After leaving university, I embarked on what I, tongue-ever-in-cheek, called a “portfolio career”. Like a very minor Del Boy, gone legit and working in the glamorous world of provincial PR and marketing (and shilling copy, not cans of best before Spam), I juggled freelance contracts from the extendable table in the corner of our Norwich flat and was paid handsomely, courtesy of government grant or quango funding stream.
At only ten months’ repose, there seems something very anachronistic, very noughties about this way of making a living. It was a very fortuitous means to an end for me, but at the time “going freelance” became more and more attractive to graduates, given the push of a extremely competitive first job market and the pull of the apparently-unlimited opportunities online, accompanied by the kind of aggressive individualism internet culture has fostered.

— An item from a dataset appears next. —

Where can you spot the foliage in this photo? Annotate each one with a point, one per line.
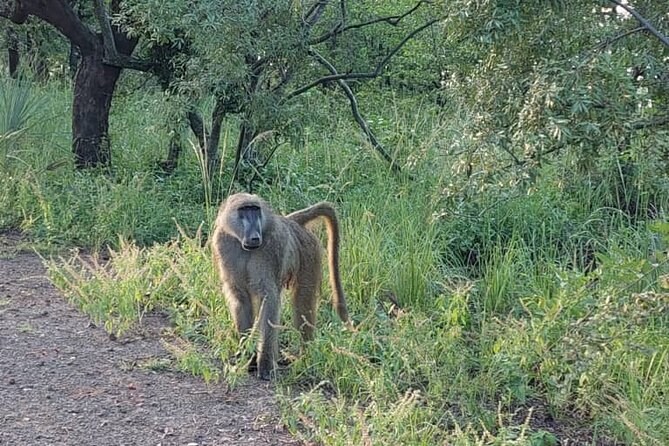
(513, 282)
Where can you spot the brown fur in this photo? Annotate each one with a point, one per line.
(289, 256)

Since this is a vamp for an anecdote, not a rant, I’ll leave that ellipsis hanging. Suffice to say, it was rather a relief to let those spinning plates fall. Here in Budapest, I earn my daily kenyér as an English teacher (though my beefs about the TEFL industry are a topic for another time too) and I love it. My students are, to a man, both interesting and interested. Moreover, it’s the best cultural education I could have hoped for. When my students finally tire of my provincial bemusement (You mean you really celebrate Christmas on December 6th? and Jesus, you guys really like sour cream, don’t you!), my surest conversational gambit is language teacher fallback: What do you like to do in your freetime?
The Hungarians I’ve met really make the most of it. The social lives of the Zsolts, Attilas and Évas in my charge are a never-ending whirl of wine tastings, horse rising expeditions, hiking trips and family dinners chez anya és apu. In the spirit of “When in Rome…” and in the realisation that hand-wringing and procrastinating probably don’t count as hobbies, we’ve been doing the same.

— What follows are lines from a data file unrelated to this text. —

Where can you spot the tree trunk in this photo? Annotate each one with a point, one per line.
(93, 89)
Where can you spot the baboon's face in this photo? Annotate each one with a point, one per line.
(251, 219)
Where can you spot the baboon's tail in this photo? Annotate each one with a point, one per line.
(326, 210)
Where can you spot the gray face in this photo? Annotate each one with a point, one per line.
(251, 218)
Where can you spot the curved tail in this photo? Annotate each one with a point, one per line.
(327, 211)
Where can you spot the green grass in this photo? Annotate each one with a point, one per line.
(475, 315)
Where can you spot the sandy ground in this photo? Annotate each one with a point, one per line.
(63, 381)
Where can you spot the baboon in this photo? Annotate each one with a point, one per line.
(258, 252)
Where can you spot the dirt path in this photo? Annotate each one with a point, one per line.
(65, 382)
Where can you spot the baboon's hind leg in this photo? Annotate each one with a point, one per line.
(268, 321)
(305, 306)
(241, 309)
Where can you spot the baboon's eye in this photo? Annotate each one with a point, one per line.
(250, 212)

Last weekend, we went to Lake Balaton, Hungary’s own freshwater riviera; playground of the extremely rich, the chronically active and the exceedingly drunk, and the largest freshwater lake in Europe to boot. Our six-man tent was (due to an ongoing plumbing saga) probably better equipped than our home and I spent a very pleasant weekend cooing menacingly at infants, picking pike bones out from between my teeth and lolling around on a patio chair.
I spent my formative years getting sand up my bum on England’s East Coast (and made a life’s work out of sifting through the great rafts of borrowed nostalgia bestowed on me there ever since), but Joe, from Richmond, North Yorkshire – about as landlocked as we Brits can muster – spent his holidays at the Lakes, and there’s more than a passing resemblance here: low-slung huts selling inflatables gathered around car parks, discount supermarkets stocking nothing edible, tow bars and foreign number plates, all-weather dressing with cheap anoraks and sunglasses, “rustic” wooden restaurant terraces and individually-wrapped sliced cheese.
We went to Lake Balaton in search of Hungarians at play, but unseasonable rain kept them all indoors. The paid-admission beaches (actually the strip of turf hemming the lakeside) were deserted and the ice cream sellers had buggered off home. We strolled around the blue-milk lake in the drizzle, Joe trounced me at csocsó and we watched the Condeferations Cup and sipped sewery beer in a tiki hut on the edge of the great, dark mass of water. Contranians both, we were pleased.